You could of course blame managers for that, but delaying a game since your bad developers aren't capable of delivering isn't really an option either. How many years will it take those developers to get things right? What they would need is to delay the game and replace the developers with good developers, or scale back the complexity of the game to a level those developers can handle.
The company in question choose the latter, they said they will use unreal engine for future games instead of an inhouse engine. So they admitted their developers aren't good enough.
> "So they admitted their developers aren't good enough."
Build vs. buy is pretty much never a question of developer quality, but a question of ROI. Even with the best devs in the world, building something on par with Unreal (or other commercial engines) is a huge outlay of capital. With relatively little return over a single game, you need multiple hits to pay off the engine.

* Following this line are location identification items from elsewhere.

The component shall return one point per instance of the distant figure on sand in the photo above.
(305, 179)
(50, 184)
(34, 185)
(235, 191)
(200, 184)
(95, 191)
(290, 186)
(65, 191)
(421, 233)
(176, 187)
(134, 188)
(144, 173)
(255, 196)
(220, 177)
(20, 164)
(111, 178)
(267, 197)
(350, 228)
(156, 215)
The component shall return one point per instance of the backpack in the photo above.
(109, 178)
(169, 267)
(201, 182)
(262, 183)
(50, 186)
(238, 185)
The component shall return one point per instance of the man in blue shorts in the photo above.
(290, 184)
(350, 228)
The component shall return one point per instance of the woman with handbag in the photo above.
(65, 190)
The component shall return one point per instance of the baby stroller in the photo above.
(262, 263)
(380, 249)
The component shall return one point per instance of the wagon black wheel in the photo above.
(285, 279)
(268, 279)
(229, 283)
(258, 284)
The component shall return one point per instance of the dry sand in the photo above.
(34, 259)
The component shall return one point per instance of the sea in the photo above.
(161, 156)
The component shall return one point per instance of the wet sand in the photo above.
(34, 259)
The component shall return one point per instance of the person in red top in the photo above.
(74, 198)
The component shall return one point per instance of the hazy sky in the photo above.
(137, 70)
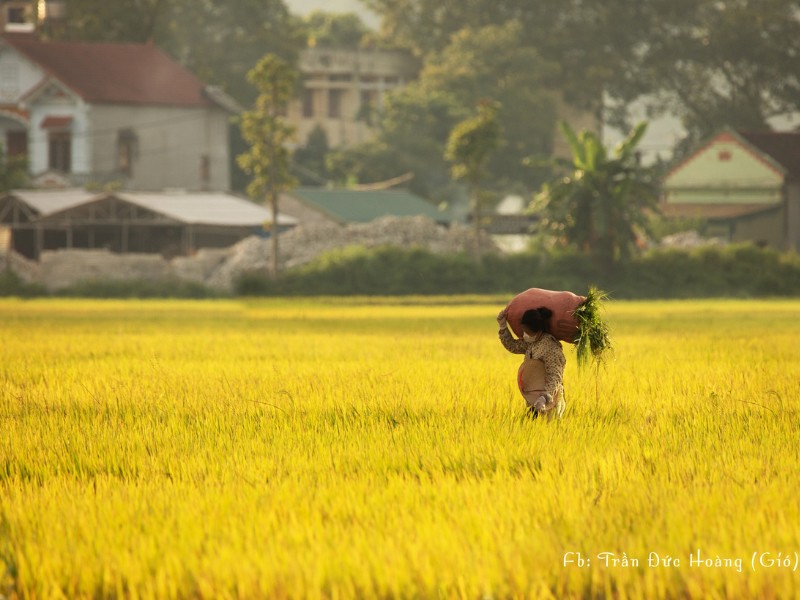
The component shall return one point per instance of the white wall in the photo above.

There aren't a lot of companies that can afford that.
All of those issues were there for their last project as well, but somehow they only failed this time even though they had a much larger budget and larger team with more developers. The most reasonable explanation is "bad devs", even though that will never be an official reason. When you swell the team size quality tend to take a hit, and when the old good devs becomes managers and the new devs try to replicate the work you often get problems.
That article describes how you need to work if you have bad developers. CDP-R assumed that they still had as good developers as they had previously, which wasn't true and that bit them.
"scale" is a problem. It is not the same problem as "bad devs".
All the indicators point to "scale". Having worked in games for almost two decades and having seen anything from solo dev to teams of hundreds, and the growth in between, my experience leads me to say "scale" as well.
Do you have any indicators for the "bad devs" problem? So far, you're just stating it as if it were categorical truth.
Paying a non-trivial portion of your engineers high salaries will kill any startup without unlimited money, regardless of what other guardrails you have in place.